450: LAB 04

CMPS 450 Lab 04 - Finite State Automata and Lex Generated Scanners

Due: next tuesday before lab

resources:
tracing a lex program
jflex
jflap.org
JFLAP jar
JFLAP tutorial
week04 files
ascii chart
flex & bison text
Foundations of Computing

This lab takes a closer look at the theory underlying the lexical analyzer generated by lex. This lab parallels the material in the second half of chapter 3 of the Dragon book. We will be using an open source tool called JFLAP to visually see the relationship between REs, NFAs, and DFAs. You can download the latest version of JFLAP jar file from JFLAP or use this jarfile. The latest version requires Java 1.7. You will essentially be duplicating the running example of RE to NFA to DFA in the Dragon book only with a different regex. The Dragon book and my lecture notes use (a|b)*abb. The regex you will model in this lab is:

      a(a|b)*bb

Aside. You may be interested in installing a graphical version of flex called jflex. The tables that you dump are in DOT format which you can then view in Graphviz on your desktop or online.
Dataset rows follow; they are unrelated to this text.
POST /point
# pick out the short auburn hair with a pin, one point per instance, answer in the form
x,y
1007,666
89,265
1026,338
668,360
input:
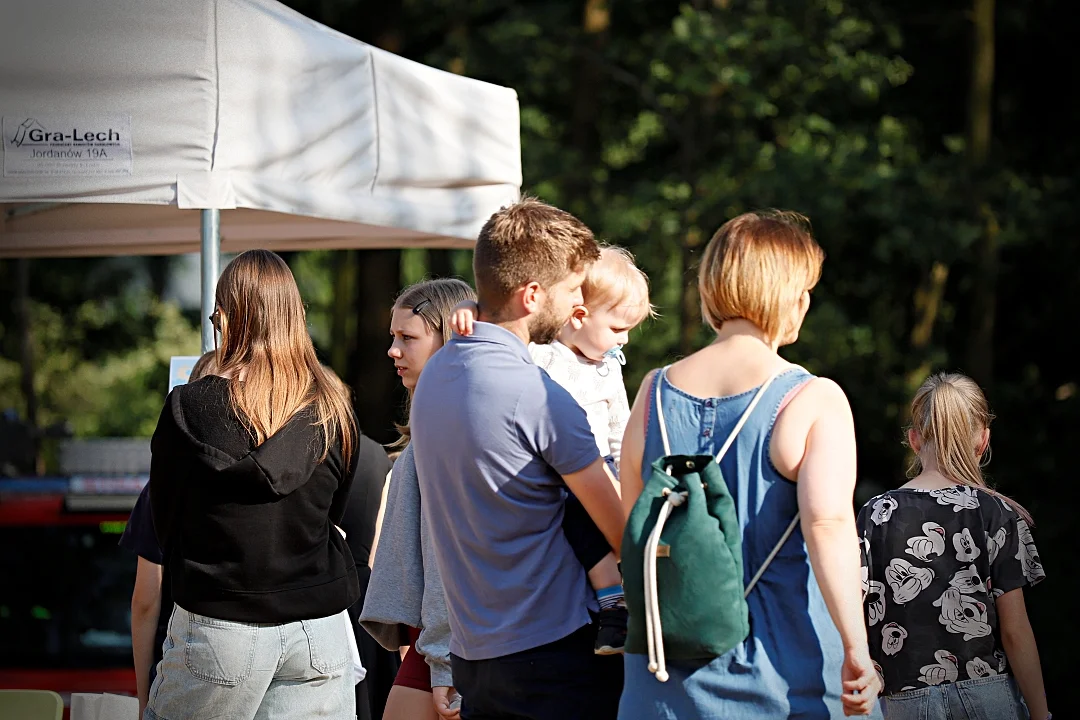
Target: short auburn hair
x,y
756,267
529,241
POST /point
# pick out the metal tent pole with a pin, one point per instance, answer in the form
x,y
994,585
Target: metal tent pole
x,y
210,258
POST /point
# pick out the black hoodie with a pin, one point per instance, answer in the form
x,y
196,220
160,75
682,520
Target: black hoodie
x,y
247,532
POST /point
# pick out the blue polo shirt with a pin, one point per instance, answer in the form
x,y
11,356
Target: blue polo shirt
x,y
491,435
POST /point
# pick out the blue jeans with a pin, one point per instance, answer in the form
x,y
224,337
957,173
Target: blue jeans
x,y
228,669
995,697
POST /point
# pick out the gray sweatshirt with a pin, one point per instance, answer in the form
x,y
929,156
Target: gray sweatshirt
x,y
406,588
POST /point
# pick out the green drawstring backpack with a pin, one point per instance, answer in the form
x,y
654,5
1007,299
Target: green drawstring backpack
x,y
682,557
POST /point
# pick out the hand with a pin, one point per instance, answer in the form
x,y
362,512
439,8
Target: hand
x,y
462,317
861,682
443,698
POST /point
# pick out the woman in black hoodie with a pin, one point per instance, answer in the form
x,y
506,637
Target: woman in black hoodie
x,y
251,471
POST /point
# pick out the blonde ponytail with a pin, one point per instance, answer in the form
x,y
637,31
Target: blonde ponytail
x,y
947,412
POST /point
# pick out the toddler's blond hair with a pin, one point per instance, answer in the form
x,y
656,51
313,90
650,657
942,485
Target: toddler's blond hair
x,y
616,282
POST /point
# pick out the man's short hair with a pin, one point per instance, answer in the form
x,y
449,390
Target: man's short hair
x,y
527,242
756,267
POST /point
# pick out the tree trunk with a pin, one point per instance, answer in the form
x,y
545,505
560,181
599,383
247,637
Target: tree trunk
x,y
928,302
584,134
980,113
378,392
26,358
342,330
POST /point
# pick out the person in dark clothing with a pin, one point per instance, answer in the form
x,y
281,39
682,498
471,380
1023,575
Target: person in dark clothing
x,y
152,597
373,464
251,470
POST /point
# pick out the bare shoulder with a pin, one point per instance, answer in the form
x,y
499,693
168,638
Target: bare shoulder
x,y
819,396
821,403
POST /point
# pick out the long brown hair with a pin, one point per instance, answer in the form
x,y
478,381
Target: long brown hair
x,y
265,335
433,300
948,410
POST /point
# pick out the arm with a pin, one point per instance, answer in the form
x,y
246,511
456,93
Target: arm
x,y
164,503
618,416
594,487
633,447
146,607
1023,654
350,466
826,483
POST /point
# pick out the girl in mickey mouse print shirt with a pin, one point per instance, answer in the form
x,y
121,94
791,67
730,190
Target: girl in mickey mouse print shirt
x,y
945,560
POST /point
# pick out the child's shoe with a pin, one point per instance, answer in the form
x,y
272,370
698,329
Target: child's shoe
x,y
611,635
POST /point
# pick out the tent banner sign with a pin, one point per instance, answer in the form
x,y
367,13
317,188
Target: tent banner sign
x,y
75,146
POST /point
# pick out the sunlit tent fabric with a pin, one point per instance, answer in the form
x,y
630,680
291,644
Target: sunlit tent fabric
x,y
146,111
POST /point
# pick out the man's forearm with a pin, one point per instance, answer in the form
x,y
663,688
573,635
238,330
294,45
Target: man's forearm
x,y
144,632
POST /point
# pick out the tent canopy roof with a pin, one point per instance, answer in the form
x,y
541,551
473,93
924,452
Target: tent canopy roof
x,y
308,137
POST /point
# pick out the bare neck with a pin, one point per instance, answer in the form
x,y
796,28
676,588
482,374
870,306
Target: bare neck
x,y
930,477
518,326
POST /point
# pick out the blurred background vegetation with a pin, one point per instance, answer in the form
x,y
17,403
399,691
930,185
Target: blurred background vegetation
x,y
932,145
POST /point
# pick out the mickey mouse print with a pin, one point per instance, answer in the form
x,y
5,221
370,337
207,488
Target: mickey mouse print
x,y
933,564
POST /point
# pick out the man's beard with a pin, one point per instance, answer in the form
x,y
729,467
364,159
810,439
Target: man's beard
x,y
545,325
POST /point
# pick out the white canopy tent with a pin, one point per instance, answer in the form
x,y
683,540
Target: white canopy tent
x,y
153,116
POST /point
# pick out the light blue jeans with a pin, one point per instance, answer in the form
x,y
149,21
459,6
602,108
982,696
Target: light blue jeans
x,y
995,697
218,668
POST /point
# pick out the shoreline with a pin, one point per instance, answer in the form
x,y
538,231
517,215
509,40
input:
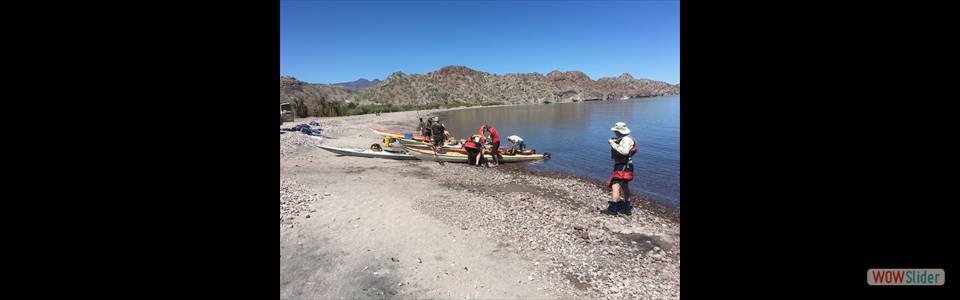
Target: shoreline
x,y
365,227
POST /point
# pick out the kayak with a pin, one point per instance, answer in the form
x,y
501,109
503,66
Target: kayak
x,y
394,133
417,143
389,154
457,148
453,156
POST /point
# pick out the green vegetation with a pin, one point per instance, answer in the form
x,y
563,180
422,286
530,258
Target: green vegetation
x,y
299,109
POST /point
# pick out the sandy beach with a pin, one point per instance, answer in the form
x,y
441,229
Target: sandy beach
x,y
355,227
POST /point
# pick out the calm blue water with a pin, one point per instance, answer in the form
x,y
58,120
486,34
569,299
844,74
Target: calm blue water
x,y
576,135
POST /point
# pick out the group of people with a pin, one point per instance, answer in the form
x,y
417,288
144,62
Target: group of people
x,y
622,149
474,146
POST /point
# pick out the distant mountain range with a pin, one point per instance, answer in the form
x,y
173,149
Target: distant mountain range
x,y
358,84
459,84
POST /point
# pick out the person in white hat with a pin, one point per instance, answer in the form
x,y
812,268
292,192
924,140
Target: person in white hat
x,y
517,144
622,149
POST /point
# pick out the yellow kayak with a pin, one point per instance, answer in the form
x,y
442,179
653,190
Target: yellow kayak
x,y
455,156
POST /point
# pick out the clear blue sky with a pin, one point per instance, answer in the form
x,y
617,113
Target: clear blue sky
x,y
338,41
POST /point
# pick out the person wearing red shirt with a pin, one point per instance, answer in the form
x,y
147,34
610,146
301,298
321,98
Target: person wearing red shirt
x,y
494,144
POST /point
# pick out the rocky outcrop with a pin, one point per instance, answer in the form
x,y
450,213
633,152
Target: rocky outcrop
x,y
358,84
291,89
460,84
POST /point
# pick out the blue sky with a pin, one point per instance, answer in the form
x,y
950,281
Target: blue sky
x,y
338,41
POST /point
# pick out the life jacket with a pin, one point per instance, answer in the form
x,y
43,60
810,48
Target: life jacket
x,y
620,158
470,144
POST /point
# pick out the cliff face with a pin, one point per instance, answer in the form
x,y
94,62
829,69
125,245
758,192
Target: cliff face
x,y
465,85
291,88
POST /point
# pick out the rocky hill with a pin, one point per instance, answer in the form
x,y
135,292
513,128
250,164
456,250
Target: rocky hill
x,y
358,84
459,84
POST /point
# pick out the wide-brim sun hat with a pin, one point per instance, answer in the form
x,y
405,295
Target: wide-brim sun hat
x,y
621,127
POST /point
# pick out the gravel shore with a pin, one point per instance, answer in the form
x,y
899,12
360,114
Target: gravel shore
x,y
515,233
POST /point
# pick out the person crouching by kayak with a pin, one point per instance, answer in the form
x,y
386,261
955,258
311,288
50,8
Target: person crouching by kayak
x,y
474,151
622,149
437,133
494,144
517,144
424,128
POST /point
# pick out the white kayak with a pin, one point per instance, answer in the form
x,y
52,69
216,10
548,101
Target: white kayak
x,y
389,154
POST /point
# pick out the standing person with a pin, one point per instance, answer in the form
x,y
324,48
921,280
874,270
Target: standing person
x,y
422,128
622,149
517,144
427,128
494,144
437,131
474,151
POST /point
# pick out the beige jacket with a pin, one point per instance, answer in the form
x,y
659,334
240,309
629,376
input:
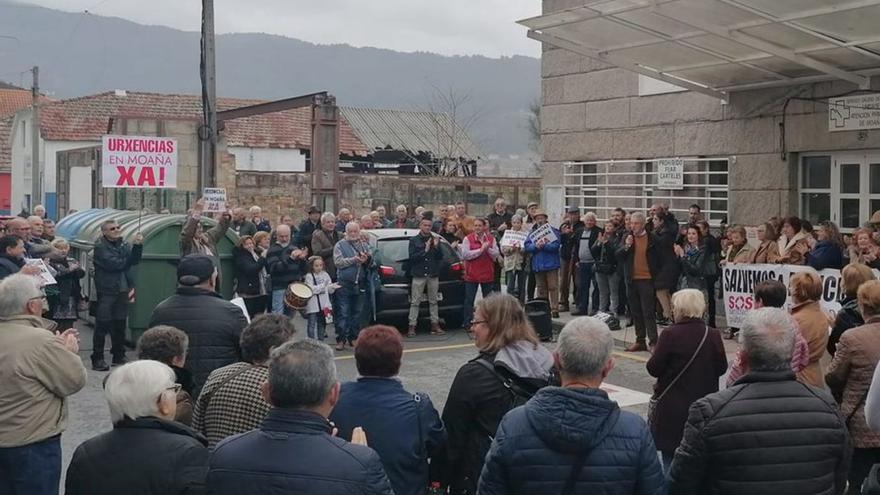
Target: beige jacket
x,y
849,377
37,373
813,324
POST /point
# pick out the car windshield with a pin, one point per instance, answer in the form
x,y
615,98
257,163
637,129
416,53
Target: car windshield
x,y
393,252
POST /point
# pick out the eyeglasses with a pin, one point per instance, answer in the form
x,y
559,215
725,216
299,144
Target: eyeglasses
x,y
475,323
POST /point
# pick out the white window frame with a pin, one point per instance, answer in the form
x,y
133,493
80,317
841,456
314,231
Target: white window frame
x,y
865,158
587,181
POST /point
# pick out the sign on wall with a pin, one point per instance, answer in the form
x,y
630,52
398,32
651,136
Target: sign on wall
x,y
670,173
738,285
139,161
853,113
215,199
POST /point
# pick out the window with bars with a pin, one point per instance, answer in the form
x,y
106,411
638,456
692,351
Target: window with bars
x,y
602,186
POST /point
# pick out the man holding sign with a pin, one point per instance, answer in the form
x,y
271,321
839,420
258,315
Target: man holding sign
x,y
543,244
194,239
115,286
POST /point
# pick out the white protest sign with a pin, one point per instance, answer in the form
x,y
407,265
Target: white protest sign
x,y
139,161
45,275
752,237
852,113
670,173
238,301
513,238
544,232
215,199
738,285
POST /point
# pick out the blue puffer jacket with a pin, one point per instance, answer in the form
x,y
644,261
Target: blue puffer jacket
x,y
537,444
547,258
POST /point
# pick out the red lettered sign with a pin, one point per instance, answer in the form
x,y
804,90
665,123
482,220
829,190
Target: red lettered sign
x,y
139,161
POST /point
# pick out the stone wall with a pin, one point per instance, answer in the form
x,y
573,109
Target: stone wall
x,y
592,111
290,193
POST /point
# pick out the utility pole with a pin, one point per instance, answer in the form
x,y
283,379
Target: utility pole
x,y
208,132
36,176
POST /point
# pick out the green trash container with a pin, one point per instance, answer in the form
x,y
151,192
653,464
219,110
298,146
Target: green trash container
x,y
156,275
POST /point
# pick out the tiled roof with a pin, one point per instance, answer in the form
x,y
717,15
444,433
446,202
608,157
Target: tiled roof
x,y
409,131
86,119
5,145
13,100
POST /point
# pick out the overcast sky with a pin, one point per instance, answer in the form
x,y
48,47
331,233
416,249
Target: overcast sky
x,y
449,27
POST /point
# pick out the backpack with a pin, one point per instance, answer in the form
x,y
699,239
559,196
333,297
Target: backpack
x,y
521,389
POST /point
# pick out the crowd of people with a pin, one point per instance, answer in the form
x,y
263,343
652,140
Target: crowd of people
x,y
217,404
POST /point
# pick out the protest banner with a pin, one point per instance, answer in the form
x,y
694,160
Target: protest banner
x,y
215,199
738,287
45,276
139,161
544,232
513,238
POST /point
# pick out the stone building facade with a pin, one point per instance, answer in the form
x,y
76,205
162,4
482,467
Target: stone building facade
x,y
780,156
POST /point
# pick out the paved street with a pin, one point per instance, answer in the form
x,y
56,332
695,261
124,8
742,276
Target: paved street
x,y
429,365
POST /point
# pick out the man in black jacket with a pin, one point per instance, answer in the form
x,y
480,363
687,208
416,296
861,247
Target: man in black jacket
x,y
12,253
425,258
302,389
768,434
638,255
286,264
114,284
212,324
307,228
146,452
571,230
499,221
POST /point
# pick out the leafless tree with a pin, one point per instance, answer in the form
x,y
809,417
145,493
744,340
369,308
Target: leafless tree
x,y
533,126
453,114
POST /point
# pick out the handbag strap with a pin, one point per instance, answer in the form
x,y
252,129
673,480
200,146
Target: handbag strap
x,y
688,365
856,409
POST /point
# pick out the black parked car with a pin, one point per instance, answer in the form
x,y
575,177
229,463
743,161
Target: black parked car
x,y
393,298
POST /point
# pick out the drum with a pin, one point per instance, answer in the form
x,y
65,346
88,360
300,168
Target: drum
x,y
297,295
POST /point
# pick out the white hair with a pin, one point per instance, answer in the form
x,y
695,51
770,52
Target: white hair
x,y
585,345
767,338
688,303
133,390
15,292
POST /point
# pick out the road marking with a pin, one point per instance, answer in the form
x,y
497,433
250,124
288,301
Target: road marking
x,y
628,355
624,397
633,357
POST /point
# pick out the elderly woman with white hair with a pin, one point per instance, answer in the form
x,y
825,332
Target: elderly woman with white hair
x,y
687,362
146,452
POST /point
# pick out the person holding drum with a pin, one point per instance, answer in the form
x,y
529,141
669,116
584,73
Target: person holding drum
x,y
352,258
286,264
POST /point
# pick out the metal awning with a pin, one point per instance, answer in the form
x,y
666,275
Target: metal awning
x,y
719,46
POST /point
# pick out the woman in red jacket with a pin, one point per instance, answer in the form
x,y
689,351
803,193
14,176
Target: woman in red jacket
x,y
479,252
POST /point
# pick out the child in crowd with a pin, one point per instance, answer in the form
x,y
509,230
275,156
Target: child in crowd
x,y
319,311
64,296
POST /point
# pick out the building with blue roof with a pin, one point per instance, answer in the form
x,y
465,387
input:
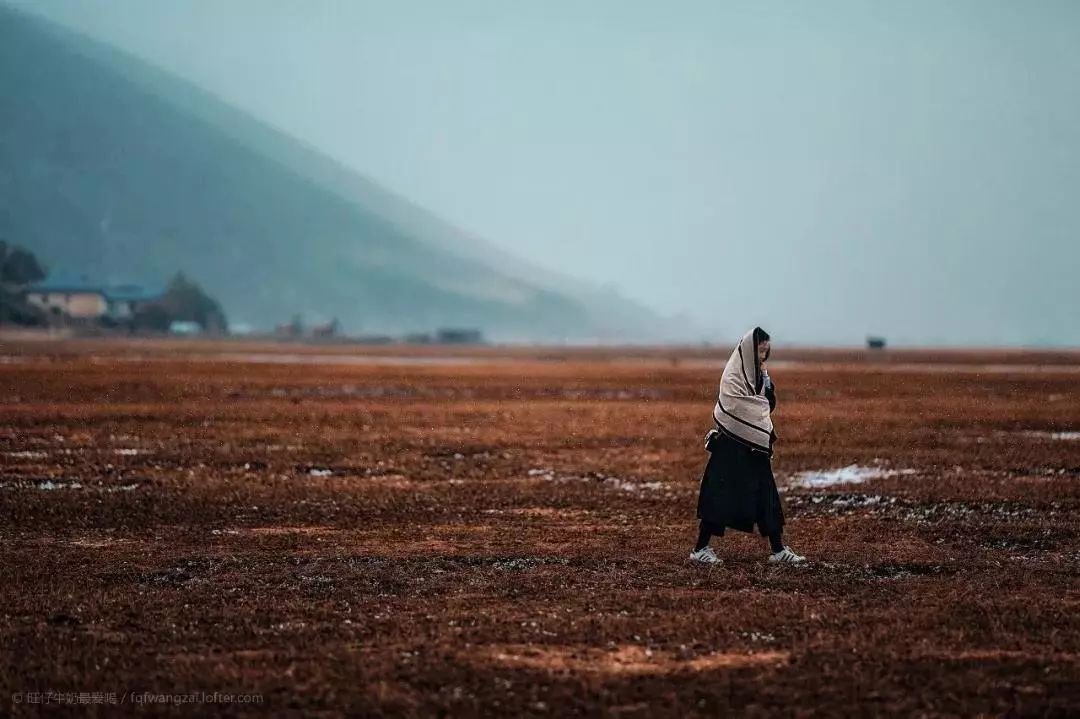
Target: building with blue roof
x,y
79,299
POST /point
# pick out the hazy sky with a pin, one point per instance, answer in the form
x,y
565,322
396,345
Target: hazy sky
x,y
826,170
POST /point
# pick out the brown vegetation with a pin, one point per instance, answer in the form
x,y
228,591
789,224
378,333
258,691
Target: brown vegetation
x,y
509,533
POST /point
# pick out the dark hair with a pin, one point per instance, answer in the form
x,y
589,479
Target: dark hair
x,y
759,336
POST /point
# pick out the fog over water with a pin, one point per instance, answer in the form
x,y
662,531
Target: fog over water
x,y
825,170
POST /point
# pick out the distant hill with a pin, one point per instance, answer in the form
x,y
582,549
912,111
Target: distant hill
x,y
118,171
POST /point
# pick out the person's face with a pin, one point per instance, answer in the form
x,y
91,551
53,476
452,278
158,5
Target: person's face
x,y
763,350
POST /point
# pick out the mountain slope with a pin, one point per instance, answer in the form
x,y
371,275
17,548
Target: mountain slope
x,y
117,170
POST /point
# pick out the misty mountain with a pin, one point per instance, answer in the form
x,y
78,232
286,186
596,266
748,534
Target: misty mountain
x,y
115,170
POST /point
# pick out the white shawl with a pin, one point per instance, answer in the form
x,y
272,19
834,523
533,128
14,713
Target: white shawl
x,y
740,409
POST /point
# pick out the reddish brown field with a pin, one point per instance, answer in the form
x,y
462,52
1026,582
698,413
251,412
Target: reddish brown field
x,y
505,532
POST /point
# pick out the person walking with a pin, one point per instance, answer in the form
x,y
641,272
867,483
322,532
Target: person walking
x,y
738,489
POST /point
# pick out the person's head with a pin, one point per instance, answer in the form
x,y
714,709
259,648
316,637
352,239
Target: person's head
x,y
761,343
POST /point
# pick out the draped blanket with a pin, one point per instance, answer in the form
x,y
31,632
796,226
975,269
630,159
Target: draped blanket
x,y
742,408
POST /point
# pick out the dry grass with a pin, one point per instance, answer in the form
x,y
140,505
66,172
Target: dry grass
x,y
509,536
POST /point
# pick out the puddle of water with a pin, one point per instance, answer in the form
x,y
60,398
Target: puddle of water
x,y
628,660
616,483
852,474
1067,436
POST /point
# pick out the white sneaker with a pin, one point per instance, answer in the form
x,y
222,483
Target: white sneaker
x,y
705,556
787,556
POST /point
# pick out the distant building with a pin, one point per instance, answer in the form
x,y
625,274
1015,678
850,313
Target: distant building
x,y
331,328
81,300
185,328
454,336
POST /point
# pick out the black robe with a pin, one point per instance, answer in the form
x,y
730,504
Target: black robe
x,y
738,489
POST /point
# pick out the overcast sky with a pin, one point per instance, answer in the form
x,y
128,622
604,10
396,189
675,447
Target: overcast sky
x,y
826,170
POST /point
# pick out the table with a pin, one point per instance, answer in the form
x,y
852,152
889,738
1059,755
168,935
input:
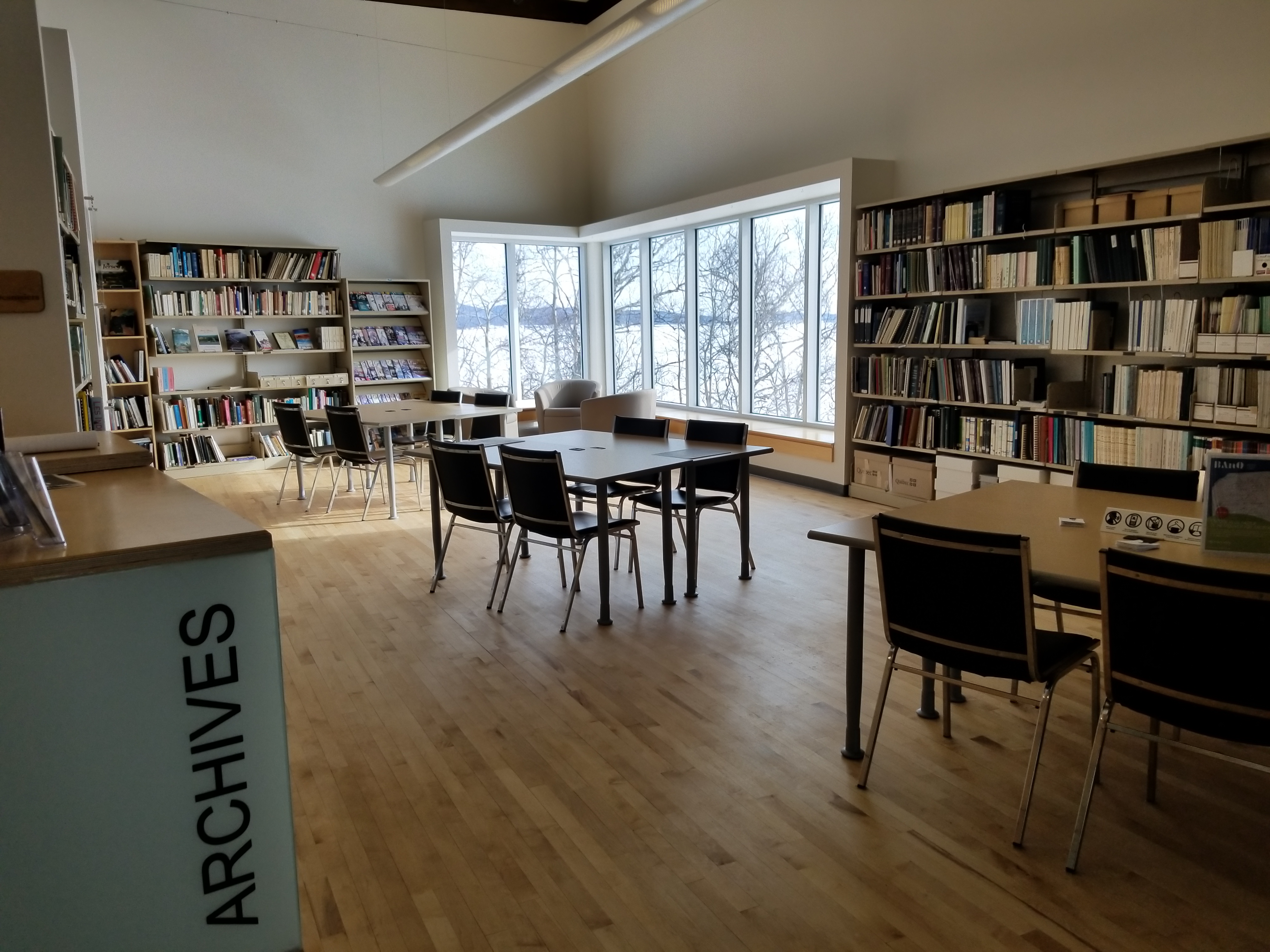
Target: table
x,y
1066,557
599,459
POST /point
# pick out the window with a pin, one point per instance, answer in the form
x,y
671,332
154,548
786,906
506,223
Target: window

Before starting you should review the sample lex dump at the bottom of this lab for a*. This will help you understand the lex notation for the transition tables. Note that Lex reduces on the size of the transaction diagram through the use of equivalence classes. For example, if you match [aeiou] lex will assign this a single transition. See vowels.out for an example. When you are comfortable with understanding the lex table dump create a Lex program for pattern a(a|b)*bb. Then do the following:

      $ lex -T -7 -d lab04.l  2> out

Review the table dump generated by lex for this regex. Based on the NFA table dump, draw the Transaction Diagram/Table. Next, perform Subset Construction on your NFA to convert it to a DFA. Draw the Transaction Diagram for the DFA. (You can check your expected outcome with the Lex dump of the DFA but I cannot for the life of me see the correlation).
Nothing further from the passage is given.